Saturday, July 22, 2006

Show Your Manliness With Your Dollars

Being a vegetarian, I unfortunately have to deal with "chick food". By chick food I mean the plates that revolve more around pasta and veggies, rather than beef and pork. I am effeminate also, in the way that I don't use a macho brand of deodorant, or drink the beer that is assigned to my gender. Overall, I am not really a man. At least, not according to the latest slew of ads and literature focusing on the Manliness of Men. For too long have men been subjected to lean to the feminine side, becoming metrosexuals, watching homosexual movies, or buying pansy products.
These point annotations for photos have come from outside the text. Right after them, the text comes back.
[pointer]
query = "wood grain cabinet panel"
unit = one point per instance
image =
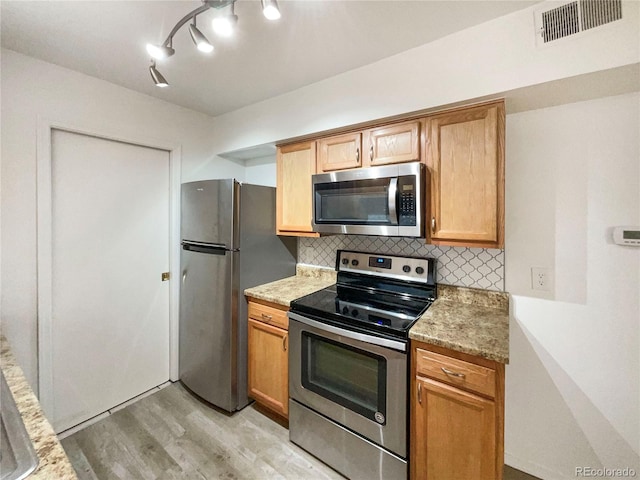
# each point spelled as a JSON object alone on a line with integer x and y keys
{"x": 295, "y": 164}
{"x": 456, "y": 423}
{"x": 457, "y": 437}
{"x": 339, "y": 152}
{"x": 268, "y": 366}
{"x": 396, "y": 143}
{"x": 270, "y": 314}
{"x": 465, "y": 375}
{"x": 466, "y": 164}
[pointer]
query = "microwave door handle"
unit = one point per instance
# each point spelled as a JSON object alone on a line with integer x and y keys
{"x": 393, "y": 195}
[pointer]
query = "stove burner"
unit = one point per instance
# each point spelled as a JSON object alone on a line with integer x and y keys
{"x": 367, "y": 298}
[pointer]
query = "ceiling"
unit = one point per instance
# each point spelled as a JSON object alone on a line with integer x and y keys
{"x": 312, "y": 41}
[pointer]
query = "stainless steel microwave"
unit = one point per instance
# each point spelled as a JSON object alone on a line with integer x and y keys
{"x": 386, "y": 200}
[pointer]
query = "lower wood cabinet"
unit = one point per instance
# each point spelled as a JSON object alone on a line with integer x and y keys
{"x": 457, "y": 416}
{"x": 268, "y": 364}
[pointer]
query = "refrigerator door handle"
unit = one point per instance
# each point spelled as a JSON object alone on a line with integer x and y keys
{"x": 204, "y": 244}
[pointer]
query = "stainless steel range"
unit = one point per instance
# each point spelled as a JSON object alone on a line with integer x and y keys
{"x": 348, "y": 363}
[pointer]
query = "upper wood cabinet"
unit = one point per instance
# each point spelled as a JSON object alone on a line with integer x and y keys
{"x": 339, "y": 152}
{"x": 465, "y": 156}
{"x": 295, "y": 164}
{"x": 396, "y": 143}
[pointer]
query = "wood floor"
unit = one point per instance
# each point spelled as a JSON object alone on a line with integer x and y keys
{"x": 172, "y": 435}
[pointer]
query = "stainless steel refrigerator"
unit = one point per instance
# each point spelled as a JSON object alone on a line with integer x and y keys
{"x": 228, "y": 244}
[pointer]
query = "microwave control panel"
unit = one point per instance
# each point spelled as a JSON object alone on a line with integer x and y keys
{"x": 407, "y": 201}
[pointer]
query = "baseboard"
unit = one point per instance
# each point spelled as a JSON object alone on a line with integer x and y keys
{"x": 533, "y": 468}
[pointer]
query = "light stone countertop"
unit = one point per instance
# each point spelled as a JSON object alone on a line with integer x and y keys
{"x": 53, "y": 462}
{"x": 467, "y": 320}
{"x": 308, "y": 279}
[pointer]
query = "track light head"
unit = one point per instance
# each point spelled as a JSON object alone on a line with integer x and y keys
{"x": 199, "y": 39}
{"x": 157, "y": 77}
{"x": 270, "y": 9}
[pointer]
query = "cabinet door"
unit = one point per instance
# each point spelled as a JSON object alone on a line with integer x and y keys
{"x": 295, "y": 165}
{"x": 339, "y": 152}
{"x": 393, "y": 144}
{"x": 453, "y": 433}
{"x": 466, "y": 162}
{"x": 269, "y": 366}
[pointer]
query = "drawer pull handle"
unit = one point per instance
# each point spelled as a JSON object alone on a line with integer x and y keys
{"x": 453, "y": 374}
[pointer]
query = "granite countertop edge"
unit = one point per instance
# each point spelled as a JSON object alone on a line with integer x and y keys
{"x": 471, "y": 321}
{"x": 52, "y": 459}
{"x": 467, "y": 328}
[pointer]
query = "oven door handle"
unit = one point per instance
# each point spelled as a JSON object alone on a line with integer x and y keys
{"x": 363, "y": 337}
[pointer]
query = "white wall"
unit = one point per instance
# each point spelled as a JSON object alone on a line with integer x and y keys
{"x": 261, "y": 171}
{"x": 33, "y": 89}
{"x": 573, "y": 385}
{"x": 493, "y": 57}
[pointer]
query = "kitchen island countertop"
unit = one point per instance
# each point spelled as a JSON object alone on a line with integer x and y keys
{"x": 53, "y": 462}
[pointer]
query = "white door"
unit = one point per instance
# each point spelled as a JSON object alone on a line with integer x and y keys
{"x": 110, "y": 245}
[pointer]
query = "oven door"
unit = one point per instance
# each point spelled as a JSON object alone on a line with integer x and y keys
{"x": 357, "y": 380}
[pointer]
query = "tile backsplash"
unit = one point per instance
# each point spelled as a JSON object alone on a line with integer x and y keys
{"x": 460, "y": 266}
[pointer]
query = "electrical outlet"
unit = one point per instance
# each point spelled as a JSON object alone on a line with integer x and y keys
{"x": 541, "y": 279}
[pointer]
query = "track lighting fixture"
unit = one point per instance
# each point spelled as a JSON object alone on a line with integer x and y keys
{"x": 157, "y": 77}
{"x": 222, "y": 24}
{"x": 270, "y": 9}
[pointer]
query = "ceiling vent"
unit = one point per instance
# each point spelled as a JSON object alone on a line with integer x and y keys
{"x": 575, "y": 17}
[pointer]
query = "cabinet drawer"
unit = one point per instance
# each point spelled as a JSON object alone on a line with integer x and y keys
{"x": 270, "y": 315}
{"x": 456, "y": 372}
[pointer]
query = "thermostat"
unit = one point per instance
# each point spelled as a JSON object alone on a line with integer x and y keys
{"x": 629, "y": 236}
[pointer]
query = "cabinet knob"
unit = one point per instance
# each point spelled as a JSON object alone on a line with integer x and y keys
{"x": 453, "y": 374}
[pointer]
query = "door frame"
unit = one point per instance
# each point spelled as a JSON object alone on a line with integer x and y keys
{"x": 44, "y": 238}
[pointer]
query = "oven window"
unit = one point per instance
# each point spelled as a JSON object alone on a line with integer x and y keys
{"x": 358, "y": 202}
{"x": 353, "y": 378}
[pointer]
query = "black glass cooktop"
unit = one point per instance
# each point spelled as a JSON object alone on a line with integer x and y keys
{"x": 364, "y": 309}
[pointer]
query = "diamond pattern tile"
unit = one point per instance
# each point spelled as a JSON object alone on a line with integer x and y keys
{"x": 460, "y": 266}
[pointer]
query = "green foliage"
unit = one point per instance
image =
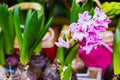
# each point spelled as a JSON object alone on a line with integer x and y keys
{"x": 2, "y": 55}
{"x": 7, "y": 26}
{"x": 33, "y": 32}
{"x": 116, "y": 50}
{"x": 112, "y": 9}
{"x": 67, "y": 74}
{"x": 77, "y": 8}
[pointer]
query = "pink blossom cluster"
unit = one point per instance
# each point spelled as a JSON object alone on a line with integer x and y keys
{"x": 88, "y": 27}
{"x": 86, "y": 30}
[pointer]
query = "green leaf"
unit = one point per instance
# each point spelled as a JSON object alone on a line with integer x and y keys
{"x": 17, "y": 26}
{"x": 61, "y": 55}
{"x": 29, "y": 36}
{"x": 42, "y": 33}
{"x": 4, "y": 23}
{"x": 67, "y": 74}
{"x": 75, "y": 9}
{"x": 2, "y": 56}
{"x": 116, "y": 50}
{"x": 71, "y": 55}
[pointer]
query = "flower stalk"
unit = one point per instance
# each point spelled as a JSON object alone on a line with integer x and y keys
{"x": 116, "y": 50}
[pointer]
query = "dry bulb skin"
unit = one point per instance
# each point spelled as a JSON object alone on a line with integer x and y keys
{"x": 2, "y": 73}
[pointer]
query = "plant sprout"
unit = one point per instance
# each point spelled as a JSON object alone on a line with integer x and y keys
{"x": 7, "y": 32}
{"x": 83, "y": 33}
{"x": 33, "y": 32}
{"x": 116, "y": 50}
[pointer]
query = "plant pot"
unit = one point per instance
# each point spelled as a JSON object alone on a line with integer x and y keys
{"x": 109, "y": 74}
{"x": 91, "y": 74}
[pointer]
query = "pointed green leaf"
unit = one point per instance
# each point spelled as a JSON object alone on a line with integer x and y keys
{"x": 75, "y": 9}
{"x": 116, "y": 50}
{"x": 29, "y": 35}
{"x": 61, "y": 55}
{"x": 67, "y": 74}
{"x": 41, "y": 34}
{"x": 17, "y": 26}
{"x": 4, "y": 23}
{"x": 2, "y": 55}
{"x": 71, "y": 55}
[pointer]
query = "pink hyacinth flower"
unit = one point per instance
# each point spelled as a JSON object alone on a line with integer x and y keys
{"x": 63, "y": 43}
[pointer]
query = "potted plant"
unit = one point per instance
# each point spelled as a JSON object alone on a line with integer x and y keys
{"x": 76, "y": 37}
{"x": 32, "y": 35}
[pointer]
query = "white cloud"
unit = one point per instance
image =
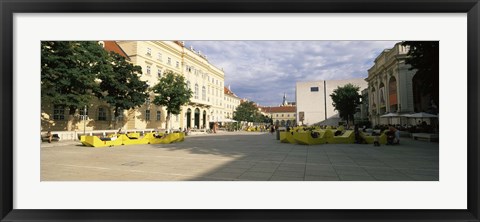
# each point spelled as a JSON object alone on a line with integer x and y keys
{"x": 263, "y": 70}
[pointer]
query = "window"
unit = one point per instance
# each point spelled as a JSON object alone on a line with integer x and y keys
{"x": 82, "y": 114}
{"x": 147, "y": 115}
{"x": 196, "y": 91}
{"x": 159, "y": 72}
{"x": 148, "y": 70}
{"x": 120, "y": 114}
{"x": 102, "y": 114}
{"x": 58, "y": 112}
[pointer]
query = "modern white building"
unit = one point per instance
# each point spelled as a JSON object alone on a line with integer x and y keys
{"x": 313, "y": 100}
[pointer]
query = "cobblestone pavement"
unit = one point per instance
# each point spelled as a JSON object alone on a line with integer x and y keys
{"x": 240, "y": 156}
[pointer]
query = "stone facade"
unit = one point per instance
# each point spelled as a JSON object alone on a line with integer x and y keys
{"x": 390, "y": 87}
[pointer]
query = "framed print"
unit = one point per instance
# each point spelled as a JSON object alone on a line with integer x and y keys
{"x": 232, "y": 53}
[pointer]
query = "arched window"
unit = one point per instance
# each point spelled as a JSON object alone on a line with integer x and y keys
{"x": 196, "y": 91}
{"x": 392, "y": 94}
{"x": 102, "y": 114}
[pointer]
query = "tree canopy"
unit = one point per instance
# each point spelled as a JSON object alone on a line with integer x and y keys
{"x": 75, "y": 72}
{"x": 121, "y": 86}
{"x": 346, "y": 100}
{"x": 69, "y": 70}
{"x": 171, "y": 92}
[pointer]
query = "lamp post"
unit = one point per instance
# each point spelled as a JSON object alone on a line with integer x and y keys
{"x": 84, "y": 119}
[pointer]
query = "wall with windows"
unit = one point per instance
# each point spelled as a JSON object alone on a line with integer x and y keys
{"x": 99, "y": 116}
{"x": 155, "y": 57}
{"x": 203, "y": 78}
{"x": 311, "y": 98}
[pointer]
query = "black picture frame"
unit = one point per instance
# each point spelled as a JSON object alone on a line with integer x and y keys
{"x": 9, "y": 7}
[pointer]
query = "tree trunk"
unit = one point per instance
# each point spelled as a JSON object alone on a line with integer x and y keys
{"x": 167, "y": 120}
{"x": 71, "y": 118}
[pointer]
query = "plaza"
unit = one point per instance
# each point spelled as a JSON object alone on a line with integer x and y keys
{"x": 240, "y": 156}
The likes of Carl's Jr., Irish Spring, Budweiser, among other companies, have laid claim to what makes a man "manly". Chick food, as is sung about in the latest Carl's Jr. commercials, is everything that is not meat. Deodorants must be musky, soaps must peel the dirt off your skin, even if it takes some skin with it, and beer is not supposed to be light or foreign, but American and calorie-laden. Men, stop worrying about your pretty boy face and start focusing on your batting average or why you are running low on Old Spice. There is this new revolution in our culture that is up in arms when seeing, what they call, the emasculation of the American man. Books like, "I Hope They Serve Beer in Hell", or, "The Alphabet of Manliness", have become bestsellers. Esquire, in their current issue, asks what the "State of the American Man" is? It appears to be in contestation.
While the gay movement has changed little in regard to gay rights, it has molded our current society in the most subtlest ways. A man is now called a metrosexual when he pays attention to his appearance, instead of being blatantly labeled a "fag" or a "woman" (although those lovely macho figures still roam the nation). Style has been considered an essential part of a man's "importance". Rugged outdoorsman is no longer the quintessential American homme; it is Angelina's boo, Mr. Pitt. "Prettiness" is accepted as a quality when it comes to men. Our perception of the American cowboy is outdated...now he wears Kenneth Cole shirts and a driver's cap.
So what is all this fuss about the emasculation of the boys, then? It has to do with what many have called "Frat boy machismo". Showing off your good looks is still in style, but so long as you maintain control over other things, i.e. your women, your preferences, your gender. Is it truly that important to have control in order to be a man?